Sin embargo, antes de proseguir es preciso aclarar que la seducción es de índole diversa a la del amor. Hay libros que empezamos hojeando desprevenidamente y, en un abrir y cerrar de ojos, nos hacen olvidar de todo, empezando por nuestra sensatez; pues a pesar del dislate que proponen, nos encantan y cautivan. Su propósito es el goce, el goce de la lectura, igual que la única finalidad que anima al seductor es el goce sexual. No creo que nadie busque significados ocultos o consejos para solucionar su vida en “Las mil y una noches”. El comentario de Borges acerca de Hugo Walpone puede contribuir a aclarar nuestra relación con este tipo de libro: “Nos dice que alguien es el hombre mas malvado del mundo y misteriosamente lo creemos”. Algunos de estos libros son leídos en la infancia o la adolescencia, y cuando son retomados en otras etapas de la vida, vuelven a encantarnos, a pesar de nuestra desconfianza; se convierten en libros-amantes, que aparecen por épocas, de manera intermitente. Otros libros, en cambio, pertenecen al terreno del amor o de la verdad y se convierten en los libros de cabecera que consultamos a diario. El amor ahonda en la realidad y la trasforma. La seducción nos distrae de la realidad. Las personas lo expresan de diverso modo, algunas dicen “me desconecte de todo”, es un comentario corriente entre los amantes. Sin embargo, pasado un tiempo, es frecuente que alguno de los dos incurra en un nefasto error: tratar de llevar al otro a su realidad, convertirlo en su esposa o esposo. Desgraciadamente, luego de un tiempo, cuando se acepta lo impracticable de esta conversión, es inútil recuperar el estado anterior. En la literatura, la obra que mejor retrata este trágico intento es “Don Quijote”. Cervantes no recoge el fracaso de un hombre sino de la humanidad entera. Tal como ocurre en la lectura de los libros de caballería, la seducción sexual funciona dentro de ciertos límites artificiales, dentro de cierta penumbra y ciertos cuartos, con los teléfonos desconectados y sin que nadie toque a la puerta… bajo cierta voluntaria suspensión de la incredulidad. En el amor en cambio, nada nos interrumpe. Por eso la seducción prefiere la noche y el amor el día.

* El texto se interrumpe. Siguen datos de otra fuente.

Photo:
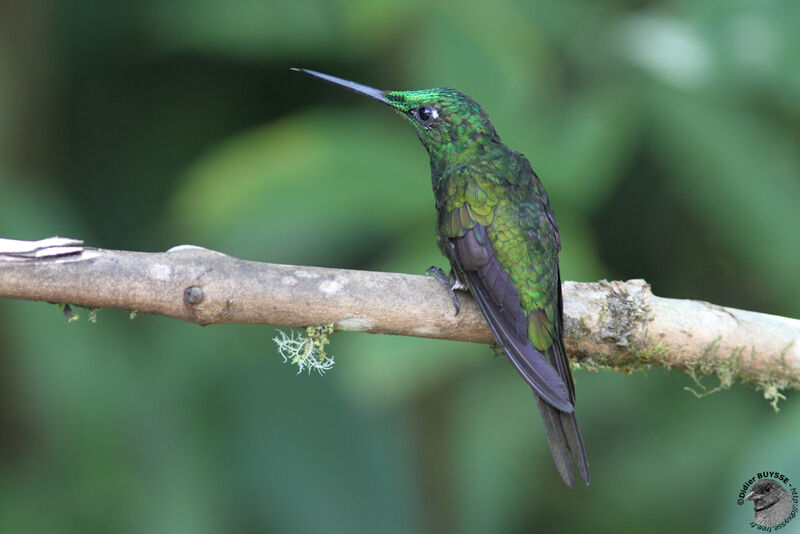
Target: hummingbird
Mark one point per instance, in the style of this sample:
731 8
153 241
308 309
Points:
496 227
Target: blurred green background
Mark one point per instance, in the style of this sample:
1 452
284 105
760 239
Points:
667 134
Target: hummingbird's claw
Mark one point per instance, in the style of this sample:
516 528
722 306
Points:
448 282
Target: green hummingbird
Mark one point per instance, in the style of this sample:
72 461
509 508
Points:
496 226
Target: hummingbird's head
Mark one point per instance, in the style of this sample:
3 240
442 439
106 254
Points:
450 124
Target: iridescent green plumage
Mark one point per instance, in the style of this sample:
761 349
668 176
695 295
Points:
496 227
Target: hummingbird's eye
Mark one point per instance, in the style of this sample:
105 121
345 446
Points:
425 114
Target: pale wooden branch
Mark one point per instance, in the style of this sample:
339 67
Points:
616 324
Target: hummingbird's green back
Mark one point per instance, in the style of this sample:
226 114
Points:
496 226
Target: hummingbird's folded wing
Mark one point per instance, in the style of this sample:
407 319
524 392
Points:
498 298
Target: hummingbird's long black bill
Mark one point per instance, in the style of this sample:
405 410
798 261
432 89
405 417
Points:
365 90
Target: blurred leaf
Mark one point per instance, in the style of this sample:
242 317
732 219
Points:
740 175
294 188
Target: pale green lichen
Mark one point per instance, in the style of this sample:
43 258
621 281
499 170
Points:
623 322
73 317
306 351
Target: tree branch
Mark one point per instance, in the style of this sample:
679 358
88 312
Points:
616 324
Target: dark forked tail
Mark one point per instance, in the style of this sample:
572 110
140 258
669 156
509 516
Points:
565 441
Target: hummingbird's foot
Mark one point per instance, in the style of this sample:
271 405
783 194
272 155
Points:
450 282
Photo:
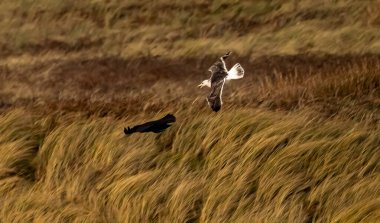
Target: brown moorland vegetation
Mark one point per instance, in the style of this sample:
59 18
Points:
297 140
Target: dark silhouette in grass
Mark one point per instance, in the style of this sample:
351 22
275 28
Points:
156 126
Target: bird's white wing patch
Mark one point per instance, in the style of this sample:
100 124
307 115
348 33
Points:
236 72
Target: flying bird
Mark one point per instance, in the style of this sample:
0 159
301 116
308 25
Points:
156 126
219 75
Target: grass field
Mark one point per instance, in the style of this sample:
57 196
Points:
297 140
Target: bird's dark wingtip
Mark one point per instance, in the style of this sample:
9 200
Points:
127 131
170 118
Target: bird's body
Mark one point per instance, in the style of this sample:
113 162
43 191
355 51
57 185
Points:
219 75
156 126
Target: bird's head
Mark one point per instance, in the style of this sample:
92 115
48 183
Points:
205 83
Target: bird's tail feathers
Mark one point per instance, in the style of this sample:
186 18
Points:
236 72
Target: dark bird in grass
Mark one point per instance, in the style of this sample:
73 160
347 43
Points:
219 75
156 126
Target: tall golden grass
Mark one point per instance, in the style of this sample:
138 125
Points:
297 140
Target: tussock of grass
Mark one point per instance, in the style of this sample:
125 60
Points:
250 165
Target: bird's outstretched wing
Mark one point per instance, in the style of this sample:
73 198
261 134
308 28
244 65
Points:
236 72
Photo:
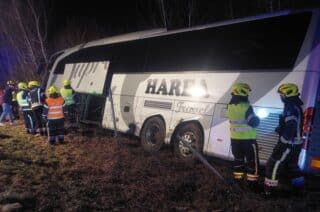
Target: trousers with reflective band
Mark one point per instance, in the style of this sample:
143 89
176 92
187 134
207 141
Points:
55 108
239 129
283 161
67 94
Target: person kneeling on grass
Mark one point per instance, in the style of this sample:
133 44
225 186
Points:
53 113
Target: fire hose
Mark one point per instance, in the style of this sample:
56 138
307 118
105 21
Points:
208 165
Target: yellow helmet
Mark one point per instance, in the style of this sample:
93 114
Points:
53 89
33 84
241 89
66 82
22 85
10 82
289 89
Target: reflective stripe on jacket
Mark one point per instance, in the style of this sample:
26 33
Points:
23 100
239 129
36 97
67 94
55 108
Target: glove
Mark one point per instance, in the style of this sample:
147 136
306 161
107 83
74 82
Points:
44 118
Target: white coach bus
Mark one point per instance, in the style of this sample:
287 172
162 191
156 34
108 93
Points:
169 83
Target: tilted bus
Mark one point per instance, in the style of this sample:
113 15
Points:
169 83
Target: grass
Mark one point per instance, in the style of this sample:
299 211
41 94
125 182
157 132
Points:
101 173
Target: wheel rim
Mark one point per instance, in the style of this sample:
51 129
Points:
152 134
190 138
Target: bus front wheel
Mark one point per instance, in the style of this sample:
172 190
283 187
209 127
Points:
153 134
191 134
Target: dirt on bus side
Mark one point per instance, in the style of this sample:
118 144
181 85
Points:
95 171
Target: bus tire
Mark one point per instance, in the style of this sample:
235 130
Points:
192 133
153 134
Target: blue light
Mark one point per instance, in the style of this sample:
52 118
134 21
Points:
262 113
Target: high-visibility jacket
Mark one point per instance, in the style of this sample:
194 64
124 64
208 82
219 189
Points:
67 94
14 96
239 128
37 97
1 96
54 107
23 100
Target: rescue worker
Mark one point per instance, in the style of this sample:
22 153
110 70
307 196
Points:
1 97
70 106
53 112
15 105
25 106
7 104
243 123
37 98
285 155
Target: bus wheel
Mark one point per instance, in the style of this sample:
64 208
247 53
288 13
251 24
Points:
193 135
153 134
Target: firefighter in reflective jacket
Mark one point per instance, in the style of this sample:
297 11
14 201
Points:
25 106
243 122
37 98
70 107
53 112
285 155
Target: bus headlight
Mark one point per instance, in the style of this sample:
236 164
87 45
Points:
262 113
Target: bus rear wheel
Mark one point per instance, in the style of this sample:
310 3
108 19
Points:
153 134
191 134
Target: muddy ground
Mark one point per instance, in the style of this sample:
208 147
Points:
97 172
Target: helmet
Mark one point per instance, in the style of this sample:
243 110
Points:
66 82
10 82
241 89
22 85
33 84
53 89
289 89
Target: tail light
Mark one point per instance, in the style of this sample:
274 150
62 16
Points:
307 125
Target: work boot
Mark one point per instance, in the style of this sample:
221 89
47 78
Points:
269 192
254 186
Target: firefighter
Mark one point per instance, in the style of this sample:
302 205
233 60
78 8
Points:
15 105
25 106
53 112
37 98
7 103
243 123
70 105
285 155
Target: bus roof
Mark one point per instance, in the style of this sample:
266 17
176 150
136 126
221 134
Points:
162 31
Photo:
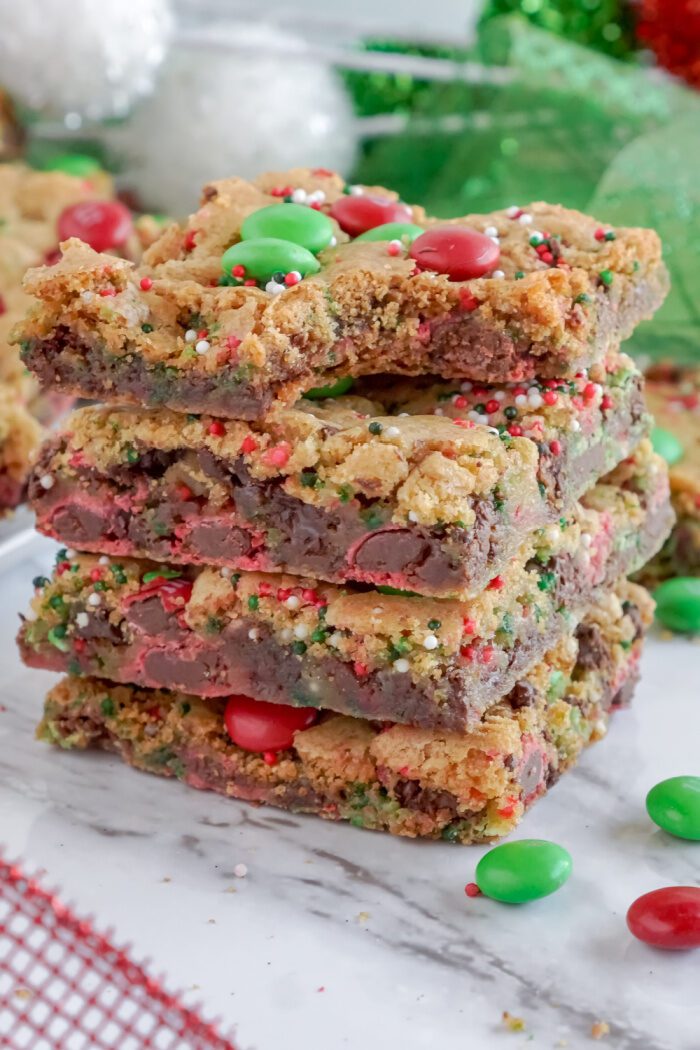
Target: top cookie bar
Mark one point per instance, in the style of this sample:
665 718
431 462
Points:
199 326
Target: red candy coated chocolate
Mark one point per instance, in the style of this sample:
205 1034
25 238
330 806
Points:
100 224
667 918
357 214
257 726
457 251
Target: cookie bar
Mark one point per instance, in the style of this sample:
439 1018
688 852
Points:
673 393
20 436
437 663
214 323
396 778
338 489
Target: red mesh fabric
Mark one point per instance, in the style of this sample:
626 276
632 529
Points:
64 986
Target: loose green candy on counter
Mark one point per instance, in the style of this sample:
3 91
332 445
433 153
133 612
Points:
674 804
678 604
80 165
393 231
523 870
290 222
263 256
666 444
335 390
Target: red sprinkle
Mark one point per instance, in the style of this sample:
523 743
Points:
249 444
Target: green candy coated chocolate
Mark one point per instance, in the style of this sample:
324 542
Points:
674 804
523 870
335 390
678 604
267 255
666 444
290 222
73 164
393 231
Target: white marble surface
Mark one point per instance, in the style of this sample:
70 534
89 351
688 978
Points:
340 938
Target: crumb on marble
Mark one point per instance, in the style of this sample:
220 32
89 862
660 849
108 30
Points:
511 1023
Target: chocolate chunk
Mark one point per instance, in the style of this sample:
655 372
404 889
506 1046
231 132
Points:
522 695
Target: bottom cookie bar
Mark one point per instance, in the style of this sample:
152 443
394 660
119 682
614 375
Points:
402 779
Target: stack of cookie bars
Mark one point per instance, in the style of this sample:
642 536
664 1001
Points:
351 533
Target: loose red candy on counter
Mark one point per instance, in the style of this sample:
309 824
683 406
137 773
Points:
100 224
357 214
258 726
667 918
457 251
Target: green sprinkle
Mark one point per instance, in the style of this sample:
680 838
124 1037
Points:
164 573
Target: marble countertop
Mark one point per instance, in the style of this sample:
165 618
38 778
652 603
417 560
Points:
340 938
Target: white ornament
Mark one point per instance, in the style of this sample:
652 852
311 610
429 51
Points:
82 59
233 111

Igual que la mujer, el lector tiene “quince minutos” en los que no tiene objeciones para nada; y, así, como a esta, la descubre el amanecer en unas sabanas ajenas, a este lo sorprende la luz de un nuevo día leyendo en una silla. Coleridge señaló que para esta entrega del lector es imprescindible una voluntaria suspensión de la incredulidad. Esta afirmación da en el blanco mismo del asunto, no solo en lo referente al libro, sino en lo relacionado a la mujer. La credulidad permite la entrega. Solo que conviene dejar en entredicho el adjetivo: “voluntaria”, que antepone Coleridge. El albedrío, tanto para el lector como para la mujer, se encuentra en un punto difícil de determinar entre lo voluntario y lo involuntario. Ambos experimentan una autentica “perdida de poder”; a muchos lectores nos ha sucedido el haber descuidado un compromiso de vital importancia o el haber dejado de estudiar para un examen el día siguiente, a causa de la lectura de un libro que empezamos hojeando al azar; lo mismo puede decirse de la mujer, a la que aguardaban su esposo e hijos y, a la madrugada, como si emergiera de un estado de inconsciencia, repentinamente le dice al hombre al que recién ha conocido: “Loco que estamos haciendo”. La “suspensión de la incredulidad” va de la mano con la “suspensión del tiempo”. La mujer o el lector que al final de su entrega, no experimentan este asombro frente a la manera en que transcurrió el tiempo… sin darse cuenta, no han sido totalmente seducidos, tampoco su entrega ha sido total.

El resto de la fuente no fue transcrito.